Home
Tags:

Aggregations on sharded clusters

How it works

Since data is split amongst shards, aggregations is different than when the data is on a single node.

An Example aggregation query

db.restaurants.aggregate([
  {$match: {
    'address.state': 'NY'
  }},
  {$group: {
    _id: '$address.state',
    avgStars: {$avg: '$stars'}
  }}
])

Notes on the query and its performance:

  • the shard key would be on address.state
  • the NY data would theoretically live on 1 shard
  • the mongos server would route the query directly to a shard & return res to mongos and back to client

a sweeping query as another example:

db.restaurants.aggregate([
  {$group: {
    _id: '$address.state',
    avgStars: {$avg: '$stars'}
  }}
])

Notes on the query and its performance:

  • data is split across shards
  • server decides which stages get executed on each shard && which stages run on a final shard
  • pipeline gets split

Merging

Merging generally happens on a random shard.
4 aggregation functions happen on the primary shard though:

  • $out
  • $facet
  • $lookup
  • $graphLookup

When these operations run frequently, the primary node gets a lot of work, sort of negating some of the horizontal scaling benefits.
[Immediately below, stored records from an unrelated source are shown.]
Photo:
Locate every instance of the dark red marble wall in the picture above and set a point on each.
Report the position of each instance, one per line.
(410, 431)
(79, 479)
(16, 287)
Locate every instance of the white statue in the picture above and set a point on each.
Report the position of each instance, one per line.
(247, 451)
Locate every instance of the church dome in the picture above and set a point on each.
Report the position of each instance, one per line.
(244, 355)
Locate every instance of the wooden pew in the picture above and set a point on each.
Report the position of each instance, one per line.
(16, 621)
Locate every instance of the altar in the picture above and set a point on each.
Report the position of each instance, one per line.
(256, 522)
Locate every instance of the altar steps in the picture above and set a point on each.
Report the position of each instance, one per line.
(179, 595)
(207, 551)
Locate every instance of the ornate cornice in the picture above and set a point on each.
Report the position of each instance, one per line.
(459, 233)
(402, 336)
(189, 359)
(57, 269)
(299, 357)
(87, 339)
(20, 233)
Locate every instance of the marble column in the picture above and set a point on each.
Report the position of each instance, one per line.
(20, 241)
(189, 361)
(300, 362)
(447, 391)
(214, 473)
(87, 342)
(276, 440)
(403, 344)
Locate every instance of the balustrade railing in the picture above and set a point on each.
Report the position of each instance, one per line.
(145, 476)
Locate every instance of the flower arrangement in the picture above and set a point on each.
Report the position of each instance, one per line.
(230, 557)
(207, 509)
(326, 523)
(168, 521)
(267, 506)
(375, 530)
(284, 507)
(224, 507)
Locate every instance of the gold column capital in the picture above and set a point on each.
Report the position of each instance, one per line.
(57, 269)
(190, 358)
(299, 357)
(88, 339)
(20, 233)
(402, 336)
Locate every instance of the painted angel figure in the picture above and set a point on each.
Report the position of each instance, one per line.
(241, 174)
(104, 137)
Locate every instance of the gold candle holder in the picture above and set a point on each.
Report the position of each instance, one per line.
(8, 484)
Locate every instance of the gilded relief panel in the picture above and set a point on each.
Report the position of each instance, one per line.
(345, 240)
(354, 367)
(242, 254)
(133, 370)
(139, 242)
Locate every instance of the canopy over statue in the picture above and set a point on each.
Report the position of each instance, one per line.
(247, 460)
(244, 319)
One way to deal with this is to have a beefy primary shard.

Optimizations

The server tries to perform optimizations:

  • Try putting match before sort
    • query optimizer puts match before sort
    • reduces number of docs needed to be sorted
  • Try merging multiple limits
    • move limit to before skip
    • the server can combine two limits into one
  • Try grouping separate matches into 1 command